Wall Street staged a powerful rally on Thursday, delivering its most robust performance in months as a resurgence in technology shares and a de-escalation of geopolitical tensions fueled broad-based gains. The Dow Jones Industrial Average surged 929.97 points, or 1.86%, to close at 50,848.75. The S&P 500 advanced 127.31 points, or 1.75%, to 7,394.30, while the Nasdaq Composite jumped 640.16 points, or 2.54%, to finish at 25,809.66.
The rally extended into after-hours trading, with major ETFs maintaining their upward momentum. The SPDR S&P 500 ETF (SPY) added 0.24% to $739.52, the Invesco QQQ Trust (QQQ) rose 0.31% to $719.34, and the SPDR Dow Jones Industrial Average ETF (DIA) gained 0.18% to $510.29. The iShares Russell 2000 ETF (IWM) also climbed 0.33% to $291.36, according to Investing.com's after-market data.
Technology and Semiconductor Surge
Technology stocks were at the forefront of the rally, with the PHLX Semiconductor Index skyrocketing 7.9%, marking its best single-day performance since April 2025. Chipmakers led the charge, with Nvidia (NVDA) trading at $206.01 in after-hours, up 0.56%. Intel (INTC) closed 1.17% higher at $118.33, while Microsoft (MSFT) rose 0.62% to $392.77. Meta Platforms (META) climbed 0.77% to $572.80, and Advanced Micro Devices (AMD) picked up 0.56% to $491.20. Broadcom (AVGO) saw heavy after-hours activity but edged down 0.07% to $385.30.

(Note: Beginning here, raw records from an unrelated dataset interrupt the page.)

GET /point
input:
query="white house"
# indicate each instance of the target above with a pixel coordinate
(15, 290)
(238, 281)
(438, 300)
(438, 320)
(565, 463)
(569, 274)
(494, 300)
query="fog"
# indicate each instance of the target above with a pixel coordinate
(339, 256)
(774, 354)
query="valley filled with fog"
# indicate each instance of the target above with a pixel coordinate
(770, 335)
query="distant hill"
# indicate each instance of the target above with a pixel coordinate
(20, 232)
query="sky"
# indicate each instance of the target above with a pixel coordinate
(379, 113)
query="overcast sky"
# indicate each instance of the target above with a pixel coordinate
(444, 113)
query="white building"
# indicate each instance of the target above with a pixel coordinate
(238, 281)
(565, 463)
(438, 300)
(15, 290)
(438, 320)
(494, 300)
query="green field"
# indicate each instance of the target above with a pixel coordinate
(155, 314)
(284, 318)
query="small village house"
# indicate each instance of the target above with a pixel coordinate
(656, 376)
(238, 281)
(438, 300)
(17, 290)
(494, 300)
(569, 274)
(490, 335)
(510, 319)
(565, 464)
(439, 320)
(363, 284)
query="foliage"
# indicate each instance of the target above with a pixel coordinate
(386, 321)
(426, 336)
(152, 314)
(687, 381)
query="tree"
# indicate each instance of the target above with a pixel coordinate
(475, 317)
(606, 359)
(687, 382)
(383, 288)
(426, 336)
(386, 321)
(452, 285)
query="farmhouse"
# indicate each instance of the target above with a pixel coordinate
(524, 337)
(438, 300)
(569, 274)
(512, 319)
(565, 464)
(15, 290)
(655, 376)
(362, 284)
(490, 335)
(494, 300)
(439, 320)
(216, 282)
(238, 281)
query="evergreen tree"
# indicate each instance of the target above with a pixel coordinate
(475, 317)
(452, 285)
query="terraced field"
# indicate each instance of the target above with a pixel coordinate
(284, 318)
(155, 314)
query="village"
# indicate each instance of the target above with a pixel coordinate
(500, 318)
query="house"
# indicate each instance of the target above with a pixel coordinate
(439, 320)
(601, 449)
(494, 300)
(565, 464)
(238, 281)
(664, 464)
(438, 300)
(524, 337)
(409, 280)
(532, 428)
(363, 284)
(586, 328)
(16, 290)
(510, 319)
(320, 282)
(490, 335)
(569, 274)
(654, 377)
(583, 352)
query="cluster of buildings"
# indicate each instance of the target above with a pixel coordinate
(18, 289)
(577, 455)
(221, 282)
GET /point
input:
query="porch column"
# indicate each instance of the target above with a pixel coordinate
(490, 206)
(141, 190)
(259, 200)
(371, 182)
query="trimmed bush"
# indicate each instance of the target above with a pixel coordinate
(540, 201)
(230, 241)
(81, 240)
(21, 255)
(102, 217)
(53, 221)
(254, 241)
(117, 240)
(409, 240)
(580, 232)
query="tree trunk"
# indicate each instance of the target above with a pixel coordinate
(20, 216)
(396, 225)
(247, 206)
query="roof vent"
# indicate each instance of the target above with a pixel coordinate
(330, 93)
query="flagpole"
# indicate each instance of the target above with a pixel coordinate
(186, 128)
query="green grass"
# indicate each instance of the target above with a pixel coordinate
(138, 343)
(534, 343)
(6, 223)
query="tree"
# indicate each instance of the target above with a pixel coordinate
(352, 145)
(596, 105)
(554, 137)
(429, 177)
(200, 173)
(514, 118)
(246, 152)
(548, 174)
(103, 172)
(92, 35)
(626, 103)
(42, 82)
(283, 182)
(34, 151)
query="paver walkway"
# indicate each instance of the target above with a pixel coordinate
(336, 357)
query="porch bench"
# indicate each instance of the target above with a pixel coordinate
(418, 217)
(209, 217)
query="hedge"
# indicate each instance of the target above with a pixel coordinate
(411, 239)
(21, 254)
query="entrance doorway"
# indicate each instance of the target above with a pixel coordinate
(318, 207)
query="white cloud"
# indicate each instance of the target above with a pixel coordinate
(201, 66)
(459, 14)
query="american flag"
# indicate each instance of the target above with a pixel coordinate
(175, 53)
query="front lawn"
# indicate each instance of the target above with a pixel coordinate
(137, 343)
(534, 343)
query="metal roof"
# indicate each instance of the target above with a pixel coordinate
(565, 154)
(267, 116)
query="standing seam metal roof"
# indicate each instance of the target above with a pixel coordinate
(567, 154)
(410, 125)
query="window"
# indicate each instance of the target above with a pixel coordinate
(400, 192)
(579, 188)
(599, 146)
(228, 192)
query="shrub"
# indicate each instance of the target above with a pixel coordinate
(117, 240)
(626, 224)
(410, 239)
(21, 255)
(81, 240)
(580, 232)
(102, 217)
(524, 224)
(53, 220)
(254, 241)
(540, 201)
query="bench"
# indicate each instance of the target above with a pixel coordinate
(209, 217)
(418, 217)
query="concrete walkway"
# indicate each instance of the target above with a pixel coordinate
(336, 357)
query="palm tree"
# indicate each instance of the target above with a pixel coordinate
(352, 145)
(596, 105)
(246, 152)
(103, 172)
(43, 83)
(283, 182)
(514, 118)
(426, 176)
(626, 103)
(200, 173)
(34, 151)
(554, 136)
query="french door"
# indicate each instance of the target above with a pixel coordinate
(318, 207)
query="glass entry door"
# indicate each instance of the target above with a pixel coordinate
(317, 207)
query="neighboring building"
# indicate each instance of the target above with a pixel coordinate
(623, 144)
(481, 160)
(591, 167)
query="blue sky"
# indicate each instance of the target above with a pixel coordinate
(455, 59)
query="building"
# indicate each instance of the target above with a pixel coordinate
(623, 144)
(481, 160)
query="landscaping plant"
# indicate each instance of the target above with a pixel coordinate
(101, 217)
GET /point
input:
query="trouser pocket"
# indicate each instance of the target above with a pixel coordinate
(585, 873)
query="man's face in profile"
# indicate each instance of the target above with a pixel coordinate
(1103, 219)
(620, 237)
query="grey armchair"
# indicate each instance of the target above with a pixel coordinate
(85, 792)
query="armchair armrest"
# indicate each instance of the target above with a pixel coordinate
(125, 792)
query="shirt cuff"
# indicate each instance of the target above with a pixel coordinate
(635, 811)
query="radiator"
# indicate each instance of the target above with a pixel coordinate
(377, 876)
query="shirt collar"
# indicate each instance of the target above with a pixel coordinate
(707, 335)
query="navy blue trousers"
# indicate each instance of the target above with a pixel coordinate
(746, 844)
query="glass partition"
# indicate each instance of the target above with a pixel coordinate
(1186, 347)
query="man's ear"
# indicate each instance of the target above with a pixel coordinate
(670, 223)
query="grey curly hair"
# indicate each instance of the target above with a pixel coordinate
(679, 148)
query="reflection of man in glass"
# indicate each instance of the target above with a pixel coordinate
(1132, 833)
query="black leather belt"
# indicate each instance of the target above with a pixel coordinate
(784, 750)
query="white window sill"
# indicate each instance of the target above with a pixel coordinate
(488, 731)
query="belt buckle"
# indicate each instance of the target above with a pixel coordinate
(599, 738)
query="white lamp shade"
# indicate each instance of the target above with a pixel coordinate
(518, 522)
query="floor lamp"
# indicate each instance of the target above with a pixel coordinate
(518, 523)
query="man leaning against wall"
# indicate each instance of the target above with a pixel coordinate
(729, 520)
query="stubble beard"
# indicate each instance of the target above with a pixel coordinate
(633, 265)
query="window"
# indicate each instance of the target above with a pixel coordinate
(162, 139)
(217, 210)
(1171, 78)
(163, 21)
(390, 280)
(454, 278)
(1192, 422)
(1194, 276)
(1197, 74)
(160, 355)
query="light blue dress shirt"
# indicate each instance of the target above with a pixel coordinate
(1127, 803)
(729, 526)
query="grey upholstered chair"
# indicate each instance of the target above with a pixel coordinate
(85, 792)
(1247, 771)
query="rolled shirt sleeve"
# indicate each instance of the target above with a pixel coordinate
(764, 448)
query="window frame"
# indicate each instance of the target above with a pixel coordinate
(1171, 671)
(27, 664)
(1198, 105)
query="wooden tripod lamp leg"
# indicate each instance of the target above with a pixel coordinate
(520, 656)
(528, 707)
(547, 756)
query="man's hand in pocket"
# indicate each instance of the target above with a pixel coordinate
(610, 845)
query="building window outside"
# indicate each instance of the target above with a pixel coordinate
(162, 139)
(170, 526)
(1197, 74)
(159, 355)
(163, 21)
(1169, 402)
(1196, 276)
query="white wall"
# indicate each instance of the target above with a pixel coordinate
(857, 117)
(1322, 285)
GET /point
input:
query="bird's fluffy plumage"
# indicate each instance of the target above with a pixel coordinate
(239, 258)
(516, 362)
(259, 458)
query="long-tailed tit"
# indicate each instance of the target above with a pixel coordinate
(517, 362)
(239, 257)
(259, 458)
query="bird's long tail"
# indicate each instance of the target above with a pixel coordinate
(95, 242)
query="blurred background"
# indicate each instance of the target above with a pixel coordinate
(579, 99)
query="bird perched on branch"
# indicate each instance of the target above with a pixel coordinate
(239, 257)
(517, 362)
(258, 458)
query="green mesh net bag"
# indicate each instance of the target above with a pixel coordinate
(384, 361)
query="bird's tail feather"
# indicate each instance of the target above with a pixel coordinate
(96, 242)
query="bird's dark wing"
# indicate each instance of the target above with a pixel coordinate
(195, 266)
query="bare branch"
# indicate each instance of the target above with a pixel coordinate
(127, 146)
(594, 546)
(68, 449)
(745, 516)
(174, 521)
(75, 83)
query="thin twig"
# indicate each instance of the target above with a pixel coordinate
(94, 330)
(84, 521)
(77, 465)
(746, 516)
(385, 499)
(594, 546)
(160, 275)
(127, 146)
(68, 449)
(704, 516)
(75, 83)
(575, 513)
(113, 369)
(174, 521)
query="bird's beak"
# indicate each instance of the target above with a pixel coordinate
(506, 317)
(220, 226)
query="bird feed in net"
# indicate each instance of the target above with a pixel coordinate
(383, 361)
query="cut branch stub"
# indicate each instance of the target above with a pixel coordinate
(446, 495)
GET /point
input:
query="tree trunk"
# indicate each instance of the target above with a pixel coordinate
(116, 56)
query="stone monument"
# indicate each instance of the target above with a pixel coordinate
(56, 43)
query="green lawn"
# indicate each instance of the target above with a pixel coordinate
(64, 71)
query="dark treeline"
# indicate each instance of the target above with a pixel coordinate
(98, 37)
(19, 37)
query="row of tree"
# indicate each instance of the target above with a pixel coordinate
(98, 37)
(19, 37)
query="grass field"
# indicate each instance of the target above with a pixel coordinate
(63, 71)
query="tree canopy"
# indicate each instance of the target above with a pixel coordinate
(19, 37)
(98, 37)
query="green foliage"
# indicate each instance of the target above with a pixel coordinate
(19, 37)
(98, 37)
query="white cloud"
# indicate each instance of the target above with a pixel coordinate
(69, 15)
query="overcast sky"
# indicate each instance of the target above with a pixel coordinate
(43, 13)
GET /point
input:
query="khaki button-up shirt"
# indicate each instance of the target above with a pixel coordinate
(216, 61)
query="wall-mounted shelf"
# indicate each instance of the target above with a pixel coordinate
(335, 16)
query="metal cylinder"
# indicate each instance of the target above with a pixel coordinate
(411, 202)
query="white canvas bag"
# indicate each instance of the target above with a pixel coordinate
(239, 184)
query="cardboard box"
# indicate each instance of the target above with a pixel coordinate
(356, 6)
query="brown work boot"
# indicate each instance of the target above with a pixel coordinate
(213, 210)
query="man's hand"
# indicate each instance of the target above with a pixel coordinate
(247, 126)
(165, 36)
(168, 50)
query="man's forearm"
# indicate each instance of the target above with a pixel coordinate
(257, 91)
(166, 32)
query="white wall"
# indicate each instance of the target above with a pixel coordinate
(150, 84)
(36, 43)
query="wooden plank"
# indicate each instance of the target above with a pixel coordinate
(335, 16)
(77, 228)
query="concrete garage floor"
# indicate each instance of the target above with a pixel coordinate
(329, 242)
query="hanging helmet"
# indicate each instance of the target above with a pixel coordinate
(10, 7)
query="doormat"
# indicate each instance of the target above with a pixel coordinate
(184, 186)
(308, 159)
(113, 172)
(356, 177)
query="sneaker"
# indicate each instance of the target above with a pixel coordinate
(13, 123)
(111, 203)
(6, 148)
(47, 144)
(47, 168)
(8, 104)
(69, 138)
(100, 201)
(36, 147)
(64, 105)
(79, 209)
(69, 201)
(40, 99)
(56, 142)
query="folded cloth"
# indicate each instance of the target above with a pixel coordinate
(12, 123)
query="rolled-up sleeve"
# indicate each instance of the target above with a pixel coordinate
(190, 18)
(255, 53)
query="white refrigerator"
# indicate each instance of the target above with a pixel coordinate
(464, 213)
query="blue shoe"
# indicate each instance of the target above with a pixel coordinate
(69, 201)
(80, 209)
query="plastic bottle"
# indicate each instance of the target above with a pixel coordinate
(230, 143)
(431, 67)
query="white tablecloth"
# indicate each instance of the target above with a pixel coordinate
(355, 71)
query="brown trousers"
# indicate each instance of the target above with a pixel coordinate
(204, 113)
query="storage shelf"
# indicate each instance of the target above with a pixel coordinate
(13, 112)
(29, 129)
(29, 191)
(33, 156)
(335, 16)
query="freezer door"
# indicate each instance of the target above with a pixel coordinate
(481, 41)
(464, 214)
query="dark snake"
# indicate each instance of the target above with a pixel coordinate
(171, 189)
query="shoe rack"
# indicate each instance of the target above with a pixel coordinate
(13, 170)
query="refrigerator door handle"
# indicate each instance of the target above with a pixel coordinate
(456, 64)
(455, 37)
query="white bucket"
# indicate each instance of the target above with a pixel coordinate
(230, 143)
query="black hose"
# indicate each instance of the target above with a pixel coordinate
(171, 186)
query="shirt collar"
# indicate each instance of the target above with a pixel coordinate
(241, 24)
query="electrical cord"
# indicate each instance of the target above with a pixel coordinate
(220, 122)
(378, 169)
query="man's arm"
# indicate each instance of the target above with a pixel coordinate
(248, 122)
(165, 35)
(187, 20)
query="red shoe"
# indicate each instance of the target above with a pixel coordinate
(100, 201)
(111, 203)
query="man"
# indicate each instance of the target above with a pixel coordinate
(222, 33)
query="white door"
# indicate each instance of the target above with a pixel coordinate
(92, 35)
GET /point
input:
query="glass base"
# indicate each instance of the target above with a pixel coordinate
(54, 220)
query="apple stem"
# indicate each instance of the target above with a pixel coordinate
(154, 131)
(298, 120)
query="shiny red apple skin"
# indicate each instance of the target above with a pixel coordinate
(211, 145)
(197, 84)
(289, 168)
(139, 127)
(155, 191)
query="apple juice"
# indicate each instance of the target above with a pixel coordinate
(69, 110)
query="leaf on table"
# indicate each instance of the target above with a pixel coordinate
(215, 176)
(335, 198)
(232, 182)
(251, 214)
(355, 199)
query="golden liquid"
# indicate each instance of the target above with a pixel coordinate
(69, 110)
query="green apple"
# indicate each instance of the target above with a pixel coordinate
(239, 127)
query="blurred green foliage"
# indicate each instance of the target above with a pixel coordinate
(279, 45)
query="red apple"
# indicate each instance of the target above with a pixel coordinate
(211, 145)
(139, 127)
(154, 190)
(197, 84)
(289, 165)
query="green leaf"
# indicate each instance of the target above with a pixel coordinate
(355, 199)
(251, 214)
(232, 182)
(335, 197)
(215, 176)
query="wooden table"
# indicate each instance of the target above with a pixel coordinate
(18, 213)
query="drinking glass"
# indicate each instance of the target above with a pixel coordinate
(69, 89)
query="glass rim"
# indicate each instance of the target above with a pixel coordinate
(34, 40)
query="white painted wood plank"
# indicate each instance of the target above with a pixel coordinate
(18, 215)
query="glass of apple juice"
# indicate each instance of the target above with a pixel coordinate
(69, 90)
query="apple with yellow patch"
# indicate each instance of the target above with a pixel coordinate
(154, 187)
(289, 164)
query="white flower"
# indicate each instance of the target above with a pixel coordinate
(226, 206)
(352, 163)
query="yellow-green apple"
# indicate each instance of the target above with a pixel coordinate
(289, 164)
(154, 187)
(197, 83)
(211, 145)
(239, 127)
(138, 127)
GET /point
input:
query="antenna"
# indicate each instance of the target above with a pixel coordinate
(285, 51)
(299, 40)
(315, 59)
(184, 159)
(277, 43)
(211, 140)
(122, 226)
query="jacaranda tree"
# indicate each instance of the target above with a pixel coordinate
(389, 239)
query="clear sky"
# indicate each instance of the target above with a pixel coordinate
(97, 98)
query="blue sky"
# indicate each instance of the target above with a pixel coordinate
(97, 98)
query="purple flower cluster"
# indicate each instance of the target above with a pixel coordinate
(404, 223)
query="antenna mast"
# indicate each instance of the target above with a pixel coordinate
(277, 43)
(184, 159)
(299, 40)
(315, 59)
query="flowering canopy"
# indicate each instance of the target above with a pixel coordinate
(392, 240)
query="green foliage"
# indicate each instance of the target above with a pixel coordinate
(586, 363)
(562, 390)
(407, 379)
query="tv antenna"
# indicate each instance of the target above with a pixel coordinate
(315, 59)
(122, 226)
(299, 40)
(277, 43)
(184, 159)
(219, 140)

The tech rebound came after a recent selloff in artificial intelligence and tech stocks, which had dragged the market lower. Robert Phipps, director at Per Stirling Capital Management, characterized the rally as a relief move and a technical bounce. “Just as we had gone up too far, too fast, we came down too far, too fast,” Phipps told Reuters, noting that Thursday’s surge appeared to be a combination of relief and technical factors.
Geopolitical Factors and Commodities
Adding to the positive sentiment was news that former President Donald Trump called off planned strikes on Iran, which helped push the rally higher. Traders also bet on progress toward reopening shipping lanes in the Strait of Hormuz. The easing of geopolitical tensions had a direct impact on oil prices, with U.S. crude dropping 2.6% to $87.71 per barrel and Brent crude falling 2.9% to $90.38. The decline in oil prices helped cool some inflation fears, as lower energy costs could ease pressure on consumer prices.
On the economic front, investors continued to monitor inflation data. The U.S. Producer Price Index (PPI) rose 1.1% in May and climbed 6.5% year-over-year, according to the Bureau of Labor Statistics. Final-demand goods increased 2.8%, with energy prices surging 10.7%. Meanwhile, initial jobless claims rose by 4,000 to 229,000 for the week ended June 6, suggesting the labor market remained resilient despite higher prices.
Adobe Falls on CFO Departure
In corporate news, Adobe (ADBE) dropped 5.44% to $206.90 in after-hours trading, making it one of the biggest losers on Investing.com’s after-hours board. The decline came after the company announced the departure of CFO Dan Durn, even as it raised its full-year sales and profit targets. Stephanie Link, chief investment strategist at Hightower Advisors, expressed concern about the executive change, calling it “Not what ADBE needs.”
SpaceX IPO on Nasdaq
In a landmark development, SpaceX is set to begin trading on the Nasdaq on Friday following its $75 billion initial public offering. The IPO priced at $135 per share, valuing the company at $1.77 trillion, making it the largest IPO on record. After-hours trading remained active in mega-cap tech, semiconductor stocks, and earnings plays as the Nasdaq’s extended session approached its 8 p.m. ET close.
The strong market performance on Thursday provided a much-needed boost to investor sentiment, with advancing stocks outnumbering decliners by a ratio of about 2.7 to 1 on both the NYSE and Nasdaq. While the rally was broad-based, the tech sector’s resurgence and the easing of geopolitical risks were the primary drivers, setting a positive tone for the final trading day of the week.